櫻井さんが作り出す世界は、実際にはとても身近でパーソナルなものから生まれています。描かれているモチーフも「こういうオモチャが欲しい」というものを描いている。フリマアプリで陶器の置物などを見つけては欲しくなってしまうのだそうです。
「FAM」部分拡大
確かにこういう手の置物、見たことありますね。
櫻井さん的にはここがバスケットボールになっているものが欲しいのだとか。これは見たことない!「左手は添えるだけ」の手をした置物、あったらいいな!!
身近なものを素直に題材としながらも、櫻井さんは表現したい世界観をしっかり持っていらっしゃいます。デジタル由来と勘違いしてしまう理由には6色に限られた色数を使用していることもあげられます。デジタルツールでは、CMYKなどの色の配合を数字で記録しておけば同じ色を再現できることから、同時進行で管理されるPC上のアプリケーションの作品と印象が重なります。今回の展示ではそのような意図ではなく、それぞれの作品が同じ世界に存在するということがわかるように、あらかじめ混色した6色を用意したそうです。全く同じ色は次回作からは出せません。

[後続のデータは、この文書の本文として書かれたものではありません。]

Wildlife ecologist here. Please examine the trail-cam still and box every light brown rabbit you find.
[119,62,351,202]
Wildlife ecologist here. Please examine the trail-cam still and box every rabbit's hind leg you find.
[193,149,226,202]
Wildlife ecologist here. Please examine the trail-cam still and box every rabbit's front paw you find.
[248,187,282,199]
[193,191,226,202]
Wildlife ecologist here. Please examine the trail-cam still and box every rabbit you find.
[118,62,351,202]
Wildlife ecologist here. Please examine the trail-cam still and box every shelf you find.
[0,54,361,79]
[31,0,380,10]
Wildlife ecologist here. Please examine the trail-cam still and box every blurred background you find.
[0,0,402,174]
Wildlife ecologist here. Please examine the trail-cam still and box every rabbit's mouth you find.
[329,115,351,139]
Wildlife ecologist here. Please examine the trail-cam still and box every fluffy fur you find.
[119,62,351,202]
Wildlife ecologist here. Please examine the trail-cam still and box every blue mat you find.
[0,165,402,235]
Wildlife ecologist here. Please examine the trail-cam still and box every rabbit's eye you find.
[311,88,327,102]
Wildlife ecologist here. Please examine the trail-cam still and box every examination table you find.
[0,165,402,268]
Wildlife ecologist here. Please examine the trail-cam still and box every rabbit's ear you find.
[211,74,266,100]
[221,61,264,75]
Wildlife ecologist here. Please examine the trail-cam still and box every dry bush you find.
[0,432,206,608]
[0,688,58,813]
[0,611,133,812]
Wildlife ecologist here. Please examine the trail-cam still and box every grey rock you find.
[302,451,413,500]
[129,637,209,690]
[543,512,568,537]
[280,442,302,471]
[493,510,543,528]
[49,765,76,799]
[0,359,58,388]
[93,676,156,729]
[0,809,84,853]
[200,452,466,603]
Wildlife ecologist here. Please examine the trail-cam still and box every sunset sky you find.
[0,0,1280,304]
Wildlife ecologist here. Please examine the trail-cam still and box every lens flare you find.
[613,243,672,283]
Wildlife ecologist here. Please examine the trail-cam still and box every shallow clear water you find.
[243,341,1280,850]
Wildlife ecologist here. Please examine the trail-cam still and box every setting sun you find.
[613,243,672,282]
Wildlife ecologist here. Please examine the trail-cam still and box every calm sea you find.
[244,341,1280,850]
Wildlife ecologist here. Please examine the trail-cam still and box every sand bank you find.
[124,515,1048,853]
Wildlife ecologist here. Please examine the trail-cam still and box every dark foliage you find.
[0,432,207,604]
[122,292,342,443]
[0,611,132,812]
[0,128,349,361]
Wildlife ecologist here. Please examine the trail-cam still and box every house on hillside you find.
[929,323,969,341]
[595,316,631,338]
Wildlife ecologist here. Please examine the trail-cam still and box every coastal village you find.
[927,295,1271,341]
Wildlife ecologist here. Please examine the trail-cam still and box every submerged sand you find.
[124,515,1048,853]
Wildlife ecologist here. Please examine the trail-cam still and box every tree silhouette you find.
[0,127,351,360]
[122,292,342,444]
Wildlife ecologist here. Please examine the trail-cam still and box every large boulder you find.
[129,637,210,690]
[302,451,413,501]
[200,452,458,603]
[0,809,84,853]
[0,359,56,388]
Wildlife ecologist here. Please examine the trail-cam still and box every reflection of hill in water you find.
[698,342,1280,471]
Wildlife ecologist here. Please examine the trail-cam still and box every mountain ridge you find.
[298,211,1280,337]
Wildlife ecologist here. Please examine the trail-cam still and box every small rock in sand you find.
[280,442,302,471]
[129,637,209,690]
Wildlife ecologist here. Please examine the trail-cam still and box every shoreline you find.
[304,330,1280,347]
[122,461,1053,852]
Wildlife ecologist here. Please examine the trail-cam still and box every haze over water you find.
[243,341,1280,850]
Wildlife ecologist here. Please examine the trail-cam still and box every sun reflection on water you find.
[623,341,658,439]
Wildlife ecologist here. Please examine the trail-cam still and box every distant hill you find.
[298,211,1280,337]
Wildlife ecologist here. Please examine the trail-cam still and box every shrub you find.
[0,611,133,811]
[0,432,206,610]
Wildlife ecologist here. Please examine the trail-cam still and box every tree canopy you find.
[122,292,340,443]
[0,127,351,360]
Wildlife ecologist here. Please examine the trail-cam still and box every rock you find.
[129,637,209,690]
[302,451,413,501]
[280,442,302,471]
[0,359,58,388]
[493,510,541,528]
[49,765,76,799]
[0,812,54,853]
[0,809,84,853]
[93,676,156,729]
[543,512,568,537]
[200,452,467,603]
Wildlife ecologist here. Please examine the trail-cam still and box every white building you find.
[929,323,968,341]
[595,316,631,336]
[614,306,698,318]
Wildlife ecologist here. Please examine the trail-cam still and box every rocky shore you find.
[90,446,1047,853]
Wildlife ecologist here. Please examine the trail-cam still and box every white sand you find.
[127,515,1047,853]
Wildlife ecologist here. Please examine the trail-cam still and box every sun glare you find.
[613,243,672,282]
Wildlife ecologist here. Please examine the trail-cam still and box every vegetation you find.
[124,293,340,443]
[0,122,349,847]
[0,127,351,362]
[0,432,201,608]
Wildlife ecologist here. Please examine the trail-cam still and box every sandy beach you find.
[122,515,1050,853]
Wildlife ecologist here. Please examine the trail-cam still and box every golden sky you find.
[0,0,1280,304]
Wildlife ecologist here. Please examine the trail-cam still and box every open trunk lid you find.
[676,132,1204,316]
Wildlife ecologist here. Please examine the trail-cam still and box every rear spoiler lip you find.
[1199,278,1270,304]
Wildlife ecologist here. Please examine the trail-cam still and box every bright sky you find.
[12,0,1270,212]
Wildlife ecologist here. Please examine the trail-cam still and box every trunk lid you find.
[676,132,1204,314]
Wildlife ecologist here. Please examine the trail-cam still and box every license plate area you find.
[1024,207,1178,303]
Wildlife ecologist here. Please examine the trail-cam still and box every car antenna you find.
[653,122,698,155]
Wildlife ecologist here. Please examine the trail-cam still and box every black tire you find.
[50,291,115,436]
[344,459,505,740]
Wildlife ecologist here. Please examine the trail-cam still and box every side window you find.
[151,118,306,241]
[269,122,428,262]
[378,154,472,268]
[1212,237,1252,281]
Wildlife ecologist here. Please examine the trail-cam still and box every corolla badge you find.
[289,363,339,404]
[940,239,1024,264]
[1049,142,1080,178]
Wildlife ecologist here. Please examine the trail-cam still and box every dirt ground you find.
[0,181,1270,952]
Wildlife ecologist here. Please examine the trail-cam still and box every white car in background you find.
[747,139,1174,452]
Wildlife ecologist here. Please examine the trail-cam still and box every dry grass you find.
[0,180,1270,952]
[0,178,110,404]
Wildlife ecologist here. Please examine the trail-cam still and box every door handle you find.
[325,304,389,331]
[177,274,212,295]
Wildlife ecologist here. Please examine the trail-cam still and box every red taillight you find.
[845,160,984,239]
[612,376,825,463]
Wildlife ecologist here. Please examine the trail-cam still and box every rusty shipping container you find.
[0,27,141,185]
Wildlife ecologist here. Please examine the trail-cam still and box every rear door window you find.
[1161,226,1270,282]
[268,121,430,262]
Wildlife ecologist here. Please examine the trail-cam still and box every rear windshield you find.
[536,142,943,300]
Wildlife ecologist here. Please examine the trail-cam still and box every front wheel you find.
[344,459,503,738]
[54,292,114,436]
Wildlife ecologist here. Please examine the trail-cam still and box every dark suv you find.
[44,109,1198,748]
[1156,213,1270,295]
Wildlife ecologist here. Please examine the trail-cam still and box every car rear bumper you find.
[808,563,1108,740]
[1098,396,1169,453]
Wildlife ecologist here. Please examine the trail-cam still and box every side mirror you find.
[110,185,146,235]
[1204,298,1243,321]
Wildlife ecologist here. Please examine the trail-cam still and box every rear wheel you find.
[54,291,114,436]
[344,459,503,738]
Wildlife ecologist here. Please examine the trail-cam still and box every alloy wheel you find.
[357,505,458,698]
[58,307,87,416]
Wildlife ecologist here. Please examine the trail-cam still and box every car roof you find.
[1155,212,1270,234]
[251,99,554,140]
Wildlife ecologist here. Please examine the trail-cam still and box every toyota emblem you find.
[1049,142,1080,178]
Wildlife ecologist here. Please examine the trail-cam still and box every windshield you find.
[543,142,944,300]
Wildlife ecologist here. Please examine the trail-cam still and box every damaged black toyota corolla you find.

また、冒頭、私自身の中にあるジェンダーの偏見を反省しておきながら、「絵の中に女性はいないんですか?」と質問してしまいました。本展のステートメントにもあるように、関係性、性別、国、距離感、年齢などの括りを取り払って、一緒にいて心地よい人と空間を共にすることの良さを表していると、櫻井さんは言います。
ここでやっと、ジェンダーを取り払うという文脈には、女性らしい人、男性らしい人の描写は必要ないんだ、と理解できました。人種、国籍、年齢などもそうです。だからこそこの登場人物たちです。自分のステレオタイプな考え方に驚かされます。櫻井さんは彼らを「主人公にも脇役にもなれなかった者たち」と言います。見た目から異質さを感じ取ってしまいますが、これは即ち私たち、広い宇宙のどこかにいそうな普通の人たちの集合写真です。聖人君子でもなく、隣の家のちょっとしたゴシップなども影で言っちゃうような、私たちそのものです。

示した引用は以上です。